The At Home Residency Showing
The Take Over! at home residency showing (the August 1 livestream) came across as being simultaneously a behind-the-scenes tour as well as a self-standing experimental online show. It was performed in part pre-recorded and part live-performed segments that flowed into each other, compiled into a somewhat trippy sequence, generating responses in the spaces of intellect, imagination, and emotion. McKenzie led his audience through a consistently engaging, steadily changing landscape of abstract ideas, themes, twists, and tech-influenced emotional states.
There were several intriguing themes and ideas addressed in this presentation. The intro scene immediately drew the audience into a space of individual experience, calling attention to the coexistence of reality and imagination, the mind and the senses, encouraging a taste of journey, conflict and acceptance. Then there was the intense, rhythmic, escalating call to “wake up” – a scene which for me personally invoked resonance of sleep paralysis, sharing the same haunting, vaguely terrifying sense of being awake but not in control, reaching desperately for what is just out of reach. Another significant moment was the audio-visual impact of Marcus McKenzie crying on screen in autotune: a quirky yet powerful creative choice, one that seemed to impact several of the online audience members in unique ways. For me personally it led me to reflect on the idea of emotional authenticity, on the qualitative experience of performed emotion. McKenzie confirmed that the performance of these tears was authentically felt, even if the emotions involved in the performance of the crying were different from what invoked the crying in the first place. In my mind this ties back to McKenzie’s view of all his creative work as living organisms, which continue to evolve and grow and take on new meaning, remaining authentic and personal even as they change.

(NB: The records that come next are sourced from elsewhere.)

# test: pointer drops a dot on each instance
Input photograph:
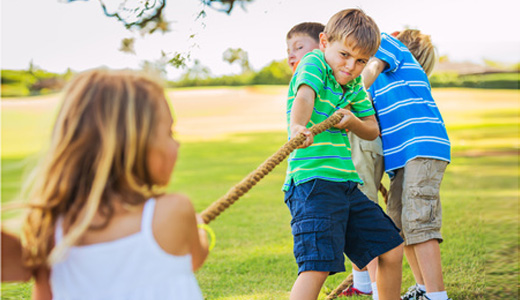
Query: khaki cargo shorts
(414, 202)
(367, 157)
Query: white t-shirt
(129, 268)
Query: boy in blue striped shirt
(330, 216)
(416, 151)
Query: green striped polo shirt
(329, 157)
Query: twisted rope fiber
(341, 287)
(210, 213)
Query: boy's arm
(364, 127)
(374, 67)
(301, 112)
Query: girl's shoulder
(176, 206)
(174, 222)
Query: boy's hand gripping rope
(267, 166)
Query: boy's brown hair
(420, 45)
(311, 29)
(354, 24)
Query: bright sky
(57, 35)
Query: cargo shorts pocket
(423, 209)
(312, 239)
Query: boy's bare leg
(372, 269)
(42, 288)
(428, 255)
(409, 252)
(389, 274)
(308, 285)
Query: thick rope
(341, 287)
(210, 213)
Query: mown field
(253, 256)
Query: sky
(57, 35)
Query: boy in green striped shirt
(330, 215)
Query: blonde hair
(420, 45)
(98, 150)
(354, 24)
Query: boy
(330, 216)
(366, 155)
(416, 151)
(302, 39)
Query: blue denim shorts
(332, 218)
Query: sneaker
(352, 291)
(414, 293)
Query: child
(367, 156)
(96, 218)
(330, 216)
(302, 39)
(416, 151)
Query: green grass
(253, 255)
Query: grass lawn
(253, 255)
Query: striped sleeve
(391, 52)
(310, 72)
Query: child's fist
(309, 138)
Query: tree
(196, 72)
(147, 17)
(237, 55)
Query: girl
(96, 218)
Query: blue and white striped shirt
(411, 124)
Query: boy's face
(346, 63)
(299, 45)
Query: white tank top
(130, 268)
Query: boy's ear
(323, 41)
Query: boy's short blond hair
(311, 29)
(354, 24)
(420, 45)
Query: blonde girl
(97, 219)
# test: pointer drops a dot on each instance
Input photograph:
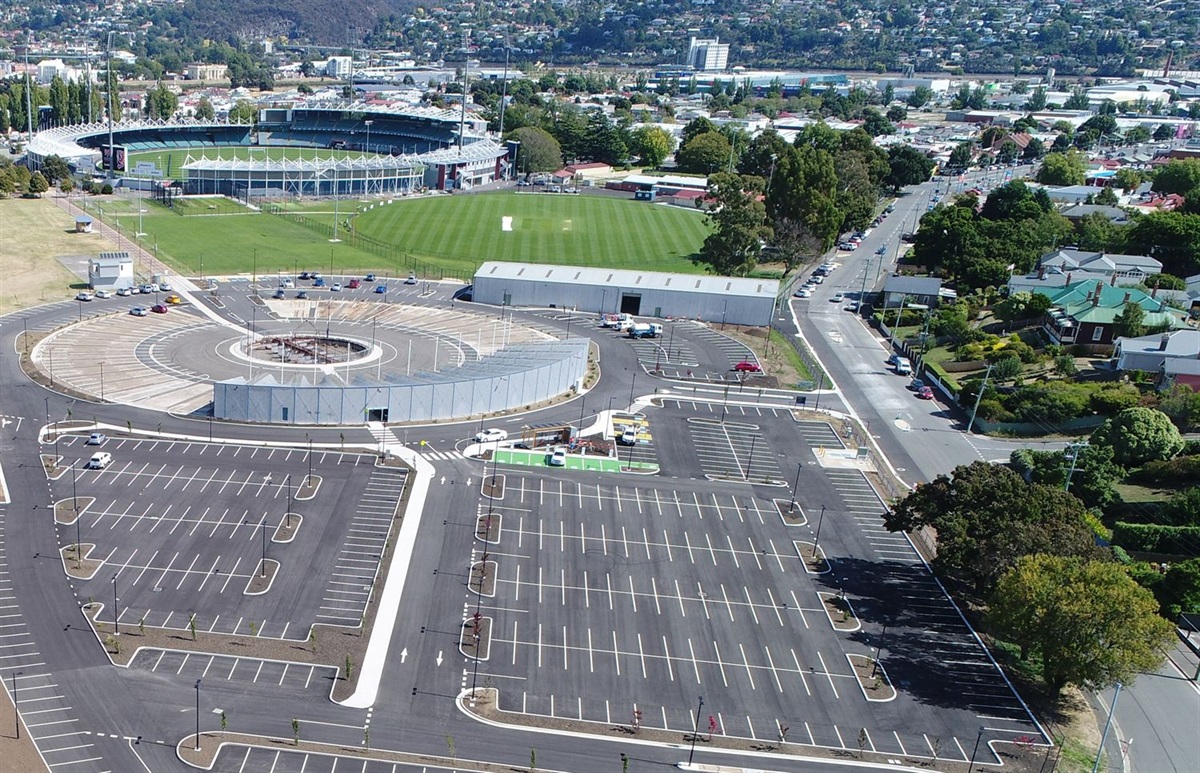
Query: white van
(100, 460)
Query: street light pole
(695, 730)
(816, 540)
(796, 487)
(978, 737)
(16, 711)
(1108, 726)
(197, 747)
(117, 623)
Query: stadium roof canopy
(265, 163)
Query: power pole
(978, 397)
(1073, 450)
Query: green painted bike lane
(587, 463)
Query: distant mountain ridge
(339, 23)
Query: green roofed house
(1085, 312)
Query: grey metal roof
(1180, 343)
(628, 279)
(481, 150)
(913, 285)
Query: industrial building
(745, 301)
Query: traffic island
(839, 611)
(288, 527)
(82, 565)
(871, 678)
(475, 639)
(483, 579)
(815, 562)
(487, 528)
(307, 489)
(493, 486)
(483, 703)
(211, 743)
(53, 468)
(264, 575)
(67, 511)
(791, 513)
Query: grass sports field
(169, 161)
(437, 235)
(571, 229)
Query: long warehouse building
(735, 300)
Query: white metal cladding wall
(513, 378)
(741, 310)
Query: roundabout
(321, 361)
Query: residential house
(1078, 211)
(911, 289)
(1121, 267)
(1174, 355)
(1086, 312)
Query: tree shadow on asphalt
(906, 636)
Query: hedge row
(1153, 538)
(1171, 471)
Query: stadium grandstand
(273, 178)
(402, 148)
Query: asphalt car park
(732, 450)
(636, 597)
(181, 529)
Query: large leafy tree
(907, 166)
(705, 153)
(1138, 436)
(1174, 238)
(738, 220)
(1087, 621)
(651, 144)
(804, 189)
(987, 517)
(1180, 588)
(538, 151)
(604, 141)
(1179, 177)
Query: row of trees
(1030, 551)
(797, 198)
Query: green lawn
(234, 244)
(545, 228)
(433, 237)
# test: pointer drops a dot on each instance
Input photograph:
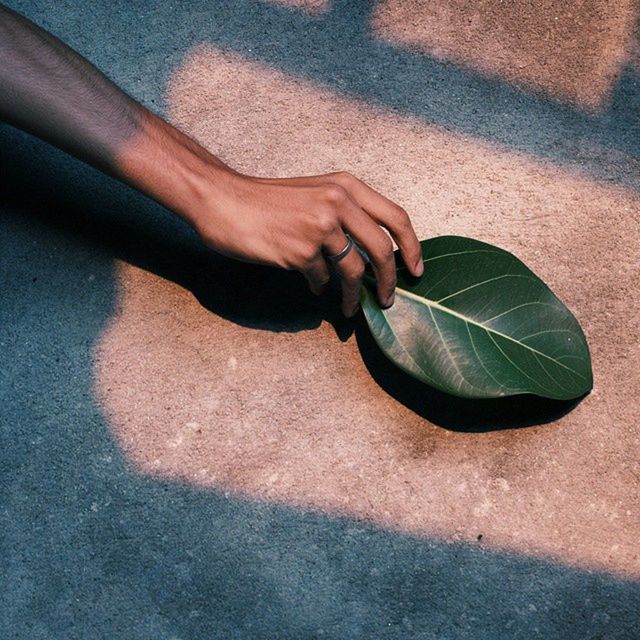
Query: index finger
(389, 215)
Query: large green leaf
(480, 324)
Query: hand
(294, 222)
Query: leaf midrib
(433, 304)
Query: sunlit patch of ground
(571, 51)
(297, 418)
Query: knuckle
(356, 272)
(335, 194)
(344, 177)
(386, 249)
(402, 218)
(326, 221)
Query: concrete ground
(198, 448)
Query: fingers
(317, 274)
(350, 270)
(389, 215)
(377, 245)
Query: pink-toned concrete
(571, 51)
(297, 418)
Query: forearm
(49, 90)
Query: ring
(341, 254)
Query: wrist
(174, 170)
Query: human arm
(51, 91)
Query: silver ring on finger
(341, 254)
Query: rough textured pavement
(198, 448)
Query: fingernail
(354, 310)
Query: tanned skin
(51, 91)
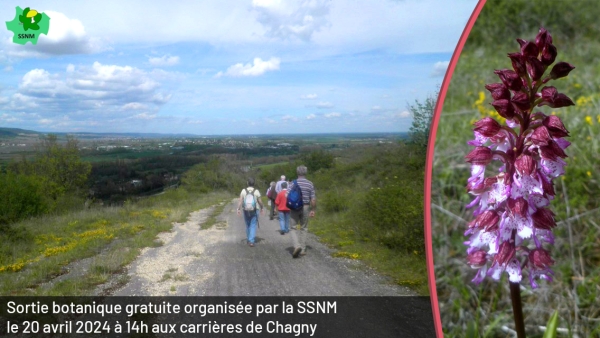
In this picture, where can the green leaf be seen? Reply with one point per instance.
(552, 326)
(472, 330)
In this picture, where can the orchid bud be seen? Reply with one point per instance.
(521, 101)
(477, 259)
(540, 136)
(488, 127)
(505, 253)
(518, 62)
(504, 108)
(540, 258)
(518, 206)
(535, 68)
(529, 49)
(549, 54)
(543, 219)
(510, 79)
(480, 156)
(525, 165)
(541, 38)
(498, 90)
(554, 99)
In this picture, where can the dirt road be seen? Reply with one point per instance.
(218, 262)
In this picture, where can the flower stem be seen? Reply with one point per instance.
(515, 296)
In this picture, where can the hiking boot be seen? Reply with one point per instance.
(296, 252)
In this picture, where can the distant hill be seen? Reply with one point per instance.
(14, 132)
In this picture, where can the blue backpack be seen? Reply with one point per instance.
(294, 198)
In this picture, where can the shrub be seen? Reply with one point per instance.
(21, 197)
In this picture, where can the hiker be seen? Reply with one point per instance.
(284, 211)
(272, 195)
(278, 186)
(251, 204)
(300, 217)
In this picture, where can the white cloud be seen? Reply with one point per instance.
(308, 97)
(165, 60)
(134, 106)
(65, 36)
(439, 68)
(258, 68)
(144, 116)
(324, 105)
(292, 19)
(85, 93)
(289, 118)
(402, 114)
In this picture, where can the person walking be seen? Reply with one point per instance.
(272, 195)
(251, 204)
(284, 211)
(299, 218)
(278, 186)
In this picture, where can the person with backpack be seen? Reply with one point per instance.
(284, 211)
(272, 195)
(251, 205)
(278, 186)
(302, 202)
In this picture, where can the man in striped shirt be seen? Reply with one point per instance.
(300, 217)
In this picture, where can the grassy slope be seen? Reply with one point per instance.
(34, 254)
(574, 291)
(31, 254)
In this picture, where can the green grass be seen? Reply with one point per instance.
(574, 292)
(370, 208)
(36, 251)
(271, 165)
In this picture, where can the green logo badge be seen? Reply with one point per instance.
(27, 25)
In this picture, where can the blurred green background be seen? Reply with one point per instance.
(486, 309)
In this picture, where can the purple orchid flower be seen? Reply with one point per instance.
(512, 228)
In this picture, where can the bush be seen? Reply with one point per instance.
(396, 215)
(21, 197)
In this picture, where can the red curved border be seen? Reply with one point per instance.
(429, 166)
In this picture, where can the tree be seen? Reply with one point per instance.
(422, 117)
(58, 166)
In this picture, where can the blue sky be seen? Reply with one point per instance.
(227, 67)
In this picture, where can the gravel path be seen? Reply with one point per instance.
(218, 262)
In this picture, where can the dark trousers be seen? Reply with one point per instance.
(272, 215)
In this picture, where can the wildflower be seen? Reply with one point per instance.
(512, 224)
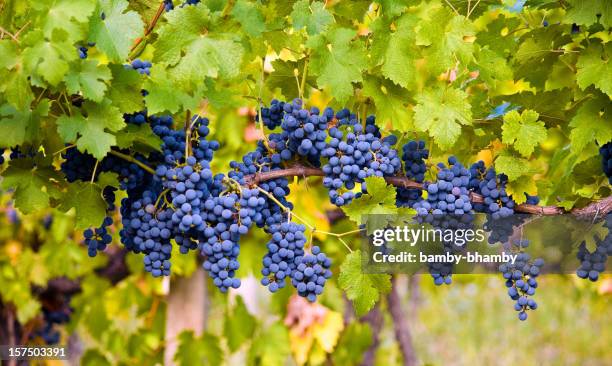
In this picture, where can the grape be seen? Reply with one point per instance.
(143, 67)
(353, 156)
(272, 116)
(592, 264)
(606, 160)
(414, 155)
(447, 206)
(521, 281)
(311, 273)
(285, 246)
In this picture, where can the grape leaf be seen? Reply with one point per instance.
(338, 60)
(250, 17)
(204, 350)
(141, 137)
(239, 325)
(69, 16)
(363, 290)
(114, 30)
(124, 83)
(593, 69)
(89, 78)
(377, 201)
(33, 185)
(90, 132)
(441, 112)
(88, 202)
(592, 122)
(312, 16)
(396, 51)
(585, 12)
(48, 58)
(524, 131)
(391, 111)
(512, 166)
(448, 37)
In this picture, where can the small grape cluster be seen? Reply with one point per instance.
(521, 281)
(272, 116)
(143, 67)
(311, 273)
(606, 160)
(284, 248)
(593, 264)
(414, 156)
(352, 157)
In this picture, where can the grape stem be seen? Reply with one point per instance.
(601, 207)
(132, 159)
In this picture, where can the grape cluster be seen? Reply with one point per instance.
(272, 116)
(352, 157)
(414, 156)
(143, 67)
(284, 248)
(311, 273)
(606, 160)
(493, 188)
(521, 281)
(592, 264)
(229, 217)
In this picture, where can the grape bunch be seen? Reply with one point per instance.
(143, 67)
(352, 157)
(593, 264)
(311, 273)
(284, 248)
(521, 281)
(229, 217)
(272, 116)
(606, 160)
(414, 156)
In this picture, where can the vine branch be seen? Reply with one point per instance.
(601, 207)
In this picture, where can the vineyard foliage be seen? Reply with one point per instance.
(524, 87)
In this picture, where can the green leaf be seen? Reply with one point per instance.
(69, 16)
(162, 92)
(312, 16)
(512, 166)
(595, 69)
(239, 325)
(441, 112)
(88, 202)
(592, 122)
(377, 201)
(250, 17)
(124, 83)
(204, 350)
(89, 78)
(390, 99)
(92, 132)
(338, 60)
(524, 131)
(33, 185)
(116, 33)
(48, 58)
(139, 136)
(270, 347)
(396, 51)
(448, 37)
(364, 290)
(585, 12)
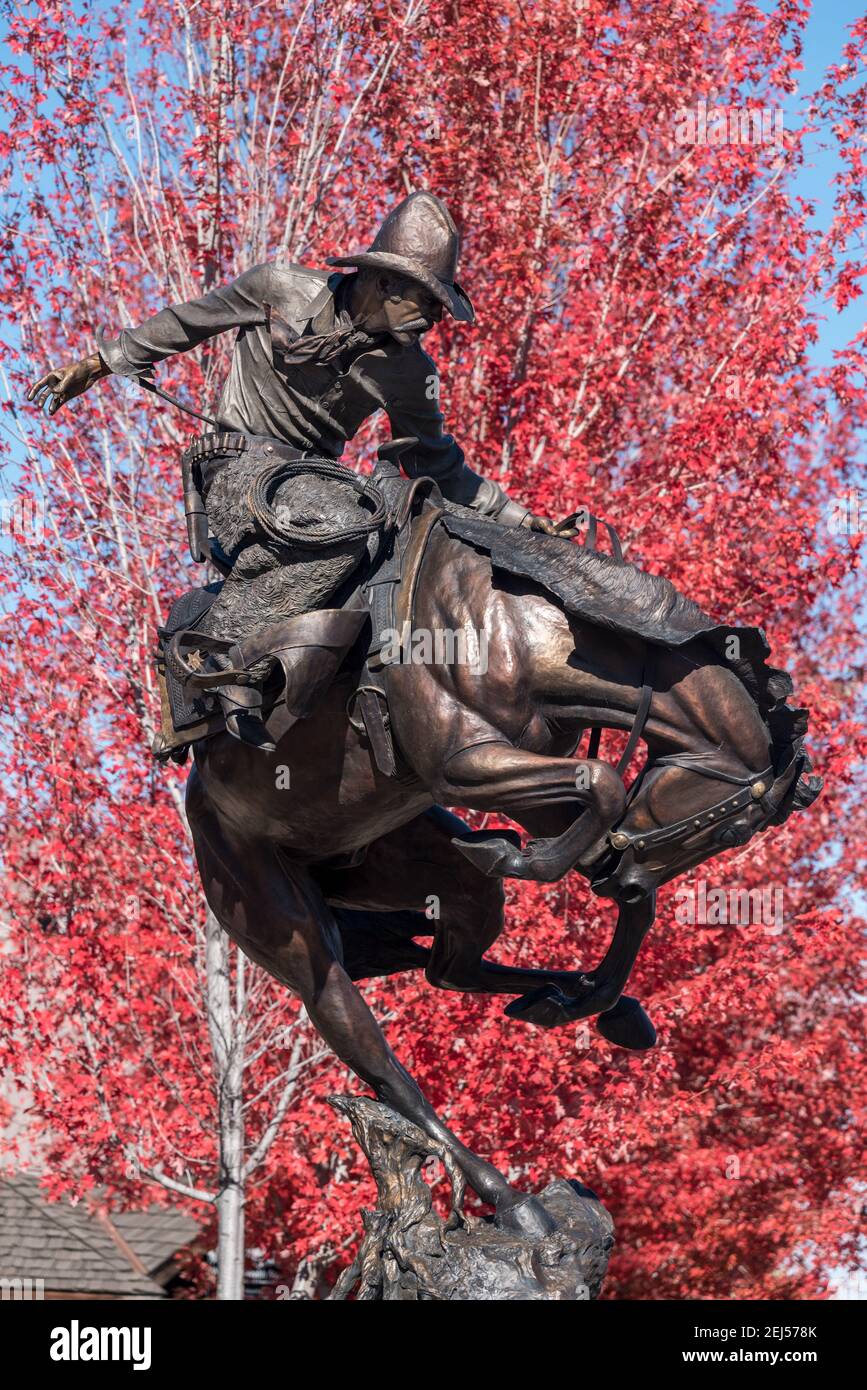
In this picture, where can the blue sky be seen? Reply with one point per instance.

Every part of this show bore a mystical and poetic essence, which was especially emphasized in the opening and closing texts. “I am in Pentecostal stupor”, McKenzie says in one part of the final poem, as his words take on increasingly abstract, increasingly intense, increasingly feverish emotions and imagery. When I asked McKenzie about the context for this metaphor, he revealed his fascination with the spiritual energy of Pentecostal worship, of glossolalia (speaking in tongues), of congregations “whipped up in a frenzy by an atmosphere of ritual”, a parallel to performance. I can certainly see an experiential parallel between McKenzie’s description of “Pentecostal stupor”, and the way he has crafted this work.
The Crying Room will be presented in its fully developed form at Melbourne Fringe in November 2020. It is not yet known what final form this show will take, whether it will be performed in person, or be a virtual experience as the Take Over! showing was. It has been difficult to accurately predict most things this year, but I’ll take my chances and predict that regardless of form and format and final content, The Crying Room is likely to be an intriguing, thought-provoking performance.